Referring to FIG. 1, the conventional semiconductor device with buried gates includes trenches 12 formed over a substrate 11, a gate insulation layer 13 formed on the surface of the trenches 12, a gate electrode 14 formed over the gate insulation layer 13 to fill a portion of each trench 12, and a sealing layer 15 formed over the gate electrode 14 to fill the remaining portion of the trench 12.
Here, since a buried gate forms the gate electrode 14 within each trench 12, resistivity characteristics and burial characteristics of the buried gate become significant. Therefore, the conventional technology may use a bi-layer structure where a titanium nitride layer (TiN) and a tungsten (W) layer are stacked to form the gate electrode 14.
As to the tungsten (CVD-W) layer, a barrier metal and a nucleation layer having relatively high resistivity compared with that of a bulk tungsten layer are used to prevent damages caused by fluorine. In having the relatively high resistivity, since the area of the bulk tungsten layer is decreased, proper resistance characteristics in accordance with a decreased linewidth of the bulk tungsten layer may be difficult to obtain. Further, since a barrier metal is used, there is a concern that the area of the tungsten layer is decreased.
To address such concerns, low-resistance titanium nitride (TiN) single layer formed by using a titanium tetrachloride (TiCl4) may be used as the gate electrode 14 of the buried gates. Since the titanium nitride (TiN) single layer formed by using a titanium tetrachloride (TiCl4) (that is, TiCl4—TiN) has excellent step coverage, it is often used as a line material of the gate electrode 14 filling the inside of the trenches 12.

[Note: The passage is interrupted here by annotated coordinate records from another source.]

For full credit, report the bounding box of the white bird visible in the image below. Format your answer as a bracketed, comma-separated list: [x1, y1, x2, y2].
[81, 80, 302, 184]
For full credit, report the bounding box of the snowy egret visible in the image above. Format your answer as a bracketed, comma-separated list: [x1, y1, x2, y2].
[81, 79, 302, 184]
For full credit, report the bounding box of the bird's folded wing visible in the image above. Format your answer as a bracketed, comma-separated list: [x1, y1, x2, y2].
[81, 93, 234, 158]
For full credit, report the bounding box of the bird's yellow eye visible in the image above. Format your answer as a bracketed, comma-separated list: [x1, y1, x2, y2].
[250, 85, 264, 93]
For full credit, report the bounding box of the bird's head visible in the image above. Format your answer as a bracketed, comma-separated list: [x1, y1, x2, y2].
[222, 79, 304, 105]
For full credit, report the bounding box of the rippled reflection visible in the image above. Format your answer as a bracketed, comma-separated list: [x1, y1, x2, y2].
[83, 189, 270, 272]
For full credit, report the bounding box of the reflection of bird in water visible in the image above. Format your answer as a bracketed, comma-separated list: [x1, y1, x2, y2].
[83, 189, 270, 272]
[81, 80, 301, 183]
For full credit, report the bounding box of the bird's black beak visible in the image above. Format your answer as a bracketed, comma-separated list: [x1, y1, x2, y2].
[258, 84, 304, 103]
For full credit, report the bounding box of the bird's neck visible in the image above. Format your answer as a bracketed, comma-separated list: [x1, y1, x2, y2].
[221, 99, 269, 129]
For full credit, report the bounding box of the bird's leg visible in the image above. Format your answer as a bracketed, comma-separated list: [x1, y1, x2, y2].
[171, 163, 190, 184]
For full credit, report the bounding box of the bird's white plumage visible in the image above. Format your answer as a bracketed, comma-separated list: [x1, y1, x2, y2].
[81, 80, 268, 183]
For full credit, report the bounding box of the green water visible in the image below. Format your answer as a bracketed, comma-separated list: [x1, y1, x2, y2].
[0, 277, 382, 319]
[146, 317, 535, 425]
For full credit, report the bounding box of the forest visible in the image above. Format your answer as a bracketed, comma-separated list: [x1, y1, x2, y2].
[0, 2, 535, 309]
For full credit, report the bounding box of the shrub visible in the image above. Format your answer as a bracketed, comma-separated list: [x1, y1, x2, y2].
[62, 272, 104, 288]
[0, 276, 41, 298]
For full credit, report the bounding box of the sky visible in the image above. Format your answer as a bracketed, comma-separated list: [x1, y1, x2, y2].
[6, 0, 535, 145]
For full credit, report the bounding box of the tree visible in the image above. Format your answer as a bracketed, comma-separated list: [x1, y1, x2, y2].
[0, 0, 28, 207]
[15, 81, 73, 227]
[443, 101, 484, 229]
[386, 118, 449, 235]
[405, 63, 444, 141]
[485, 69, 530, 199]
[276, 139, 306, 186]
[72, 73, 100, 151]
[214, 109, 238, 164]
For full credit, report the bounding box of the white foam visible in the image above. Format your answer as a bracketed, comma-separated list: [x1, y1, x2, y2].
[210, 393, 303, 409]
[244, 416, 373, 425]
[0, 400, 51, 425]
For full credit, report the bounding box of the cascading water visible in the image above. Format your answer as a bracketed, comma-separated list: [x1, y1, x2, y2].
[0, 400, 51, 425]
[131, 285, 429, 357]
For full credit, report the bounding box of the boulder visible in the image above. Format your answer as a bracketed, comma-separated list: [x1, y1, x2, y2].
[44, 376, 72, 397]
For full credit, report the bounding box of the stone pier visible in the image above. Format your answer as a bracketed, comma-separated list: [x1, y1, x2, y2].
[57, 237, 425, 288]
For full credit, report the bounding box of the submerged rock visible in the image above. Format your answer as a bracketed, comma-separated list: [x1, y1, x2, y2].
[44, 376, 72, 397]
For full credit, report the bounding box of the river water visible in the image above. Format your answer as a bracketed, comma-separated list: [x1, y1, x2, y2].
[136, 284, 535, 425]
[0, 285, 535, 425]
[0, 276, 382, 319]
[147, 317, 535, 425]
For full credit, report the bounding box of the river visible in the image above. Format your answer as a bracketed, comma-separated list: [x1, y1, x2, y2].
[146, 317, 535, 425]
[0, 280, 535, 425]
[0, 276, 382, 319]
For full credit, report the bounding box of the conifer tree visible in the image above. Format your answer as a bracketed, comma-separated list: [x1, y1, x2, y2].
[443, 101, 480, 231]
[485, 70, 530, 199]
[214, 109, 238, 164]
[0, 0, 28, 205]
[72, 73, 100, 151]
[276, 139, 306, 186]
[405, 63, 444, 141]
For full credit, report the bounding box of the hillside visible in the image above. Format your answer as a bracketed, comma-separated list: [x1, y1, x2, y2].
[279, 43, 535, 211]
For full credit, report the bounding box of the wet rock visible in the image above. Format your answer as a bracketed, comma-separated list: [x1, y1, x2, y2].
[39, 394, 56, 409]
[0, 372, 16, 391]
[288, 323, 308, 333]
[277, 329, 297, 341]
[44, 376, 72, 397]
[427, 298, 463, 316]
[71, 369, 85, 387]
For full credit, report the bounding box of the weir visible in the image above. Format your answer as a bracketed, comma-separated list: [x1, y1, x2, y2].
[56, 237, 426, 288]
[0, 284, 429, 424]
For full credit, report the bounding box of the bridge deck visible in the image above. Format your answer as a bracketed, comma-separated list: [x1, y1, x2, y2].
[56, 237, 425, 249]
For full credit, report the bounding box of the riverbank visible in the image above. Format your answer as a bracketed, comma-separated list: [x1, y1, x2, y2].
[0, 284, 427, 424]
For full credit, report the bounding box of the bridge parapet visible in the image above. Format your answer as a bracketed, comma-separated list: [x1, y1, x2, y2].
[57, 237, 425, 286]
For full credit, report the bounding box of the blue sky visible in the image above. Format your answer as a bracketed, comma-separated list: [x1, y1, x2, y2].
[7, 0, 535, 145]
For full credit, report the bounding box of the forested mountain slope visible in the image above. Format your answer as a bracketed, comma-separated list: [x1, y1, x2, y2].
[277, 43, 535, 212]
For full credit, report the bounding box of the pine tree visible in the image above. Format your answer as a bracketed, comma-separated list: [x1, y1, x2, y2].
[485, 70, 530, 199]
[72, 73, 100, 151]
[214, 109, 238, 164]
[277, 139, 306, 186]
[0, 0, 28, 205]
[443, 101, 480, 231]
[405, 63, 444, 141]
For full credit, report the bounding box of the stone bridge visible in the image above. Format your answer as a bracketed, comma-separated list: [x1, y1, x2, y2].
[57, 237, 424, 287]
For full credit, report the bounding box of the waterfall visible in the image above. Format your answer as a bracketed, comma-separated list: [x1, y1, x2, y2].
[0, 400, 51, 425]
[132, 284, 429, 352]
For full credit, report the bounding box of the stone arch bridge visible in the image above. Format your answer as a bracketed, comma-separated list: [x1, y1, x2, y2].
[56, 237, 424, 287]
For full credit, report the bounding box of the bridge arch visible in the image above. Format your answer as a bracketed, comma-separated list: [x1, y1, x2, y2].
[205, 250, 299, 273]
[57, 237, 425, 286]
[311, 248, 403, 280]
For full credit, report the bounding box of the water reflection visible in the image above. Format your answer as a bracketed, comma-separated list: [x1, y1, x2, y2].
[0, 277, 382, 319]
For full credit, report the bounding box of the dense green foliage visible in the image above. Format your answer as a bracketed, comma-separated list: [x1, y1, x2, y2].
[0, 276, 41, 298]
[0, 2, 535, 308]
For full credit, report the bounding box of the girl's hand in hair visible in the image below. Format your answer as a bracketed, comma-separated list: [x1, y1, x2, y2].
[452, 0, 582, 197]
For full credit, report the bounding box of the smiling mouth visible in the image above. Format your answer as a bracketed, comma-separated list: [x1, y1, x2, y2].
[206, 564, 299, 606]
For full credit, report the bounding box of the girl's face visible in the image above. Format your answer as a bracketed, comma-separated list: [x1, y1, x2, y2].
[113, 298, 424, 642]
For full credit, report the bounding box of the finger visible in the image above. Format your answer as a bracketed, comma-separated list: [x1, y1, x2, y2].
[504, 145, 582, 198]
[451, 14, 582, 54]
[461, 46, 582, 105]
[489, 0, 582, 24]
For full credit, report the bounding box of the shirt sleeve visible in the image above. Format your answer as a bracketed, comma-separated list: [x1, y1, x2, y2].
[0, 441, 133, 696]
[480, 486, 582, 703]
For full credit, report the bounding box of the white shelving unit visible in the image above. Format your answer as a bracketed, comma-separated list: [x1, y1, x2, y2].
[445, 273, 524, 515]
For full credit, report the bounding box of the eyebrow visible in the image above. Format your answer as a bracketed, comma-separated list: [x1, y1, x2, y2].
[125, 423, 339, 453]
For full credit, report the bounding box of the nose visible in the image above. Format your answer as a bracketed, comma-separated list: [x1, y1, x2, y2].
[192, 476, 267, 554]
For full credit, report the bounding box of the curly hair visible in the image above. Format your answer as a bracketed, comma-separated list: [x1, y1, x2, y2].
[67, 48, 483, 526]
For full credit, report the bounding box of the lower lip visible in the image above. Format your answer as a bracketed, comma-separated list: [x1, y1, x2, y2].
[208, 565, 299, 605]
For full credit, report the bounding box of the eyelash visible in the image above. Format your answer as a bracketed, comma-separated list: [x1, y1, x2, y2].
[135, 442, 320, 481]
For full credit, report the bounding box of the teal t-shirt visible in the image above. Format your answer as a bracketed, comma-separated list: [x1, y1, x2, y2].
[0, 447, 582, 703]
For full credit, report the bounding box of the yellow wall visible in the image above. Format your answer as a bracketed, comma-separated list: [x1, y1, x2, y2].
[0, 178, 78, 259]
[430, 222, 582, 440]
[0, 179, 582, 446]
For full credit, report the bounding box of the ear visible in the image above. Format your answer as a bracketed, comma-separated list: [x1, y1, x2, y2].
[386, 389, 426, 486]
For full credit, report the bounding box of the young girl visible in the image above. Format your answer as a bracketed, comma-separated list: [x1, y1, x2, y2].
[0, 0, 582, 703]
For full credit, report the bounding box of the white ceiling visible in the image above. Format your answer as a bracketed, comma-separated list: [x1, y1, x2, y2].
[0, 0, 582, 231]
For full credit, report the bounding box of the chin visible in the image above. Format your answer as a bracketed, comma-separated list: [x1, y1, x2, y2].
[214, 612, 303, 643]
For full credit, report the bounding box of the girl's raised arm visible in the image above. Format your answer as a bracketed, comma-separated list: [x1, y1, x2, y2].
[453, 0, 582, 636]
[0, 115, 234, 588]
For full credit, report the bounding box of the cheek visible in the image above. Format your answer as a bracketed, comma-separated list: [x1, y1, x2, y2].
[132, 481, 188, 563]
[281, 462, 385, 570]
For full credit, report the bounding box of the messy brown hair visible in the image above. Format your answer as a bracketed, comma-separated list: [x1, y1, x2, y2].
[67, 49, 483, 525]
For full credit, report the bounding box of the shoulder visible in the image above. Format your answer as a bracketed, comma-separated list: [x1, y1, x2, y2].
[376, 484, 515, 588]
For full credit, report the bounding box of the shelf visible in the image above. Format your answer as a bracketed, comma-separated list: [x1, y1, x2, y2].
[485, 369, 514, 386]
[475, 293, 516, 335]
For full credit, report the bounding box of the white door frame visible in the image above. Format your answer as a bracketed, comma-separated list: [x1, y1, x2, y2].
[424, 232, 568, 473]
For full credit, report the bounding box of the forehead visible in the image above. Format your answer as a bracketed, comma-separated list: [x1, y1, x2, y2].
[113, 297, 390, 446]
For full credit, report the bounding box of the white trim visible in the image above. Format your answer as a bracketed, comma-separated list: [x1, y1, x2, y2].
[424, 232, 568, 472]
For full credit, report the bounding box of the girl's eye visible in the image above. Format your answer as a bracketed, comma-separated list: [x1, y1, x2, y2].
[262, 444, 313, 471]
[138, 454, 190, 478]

A titanium nitride (TiN) layer deposited using a titanium tetrachloride (TiCl4) source includes chlorine (Cl) in the layer. Here, since chlorine is a material having a high electro-negativity and electron affinity in the Periodic Table, chlorine functions as an electron trapping sites even if the amount of chlorine within the titanium nitride (TiN) layer is minimal. Therefore, the concentration of chlorine is desired to be reduced to obtain a low resistance characteristic. Methods for decreasing the concentration of chlorine includes a method of depositing a thin film, such as several mono layers, through an Atomic Vapor Deposition (ALD) method or an ALD-like deposition method and performing a post-treatment to increase the efficiency of removing chlorine from a thin film, and a method of increasing a deposition temperature while using the same deposition method and thus increasing the speed of chlorine removal from the thin film. The foregoing methods, however, raises a concern that the step coverage is deteriorated when the deposition temperature is increased. Here, since the gate electrode 14 is disposed within trenches 12, the deterioration of the step coverage raises a concern that desired characteristics of the gate electrode 14 may deteriorate.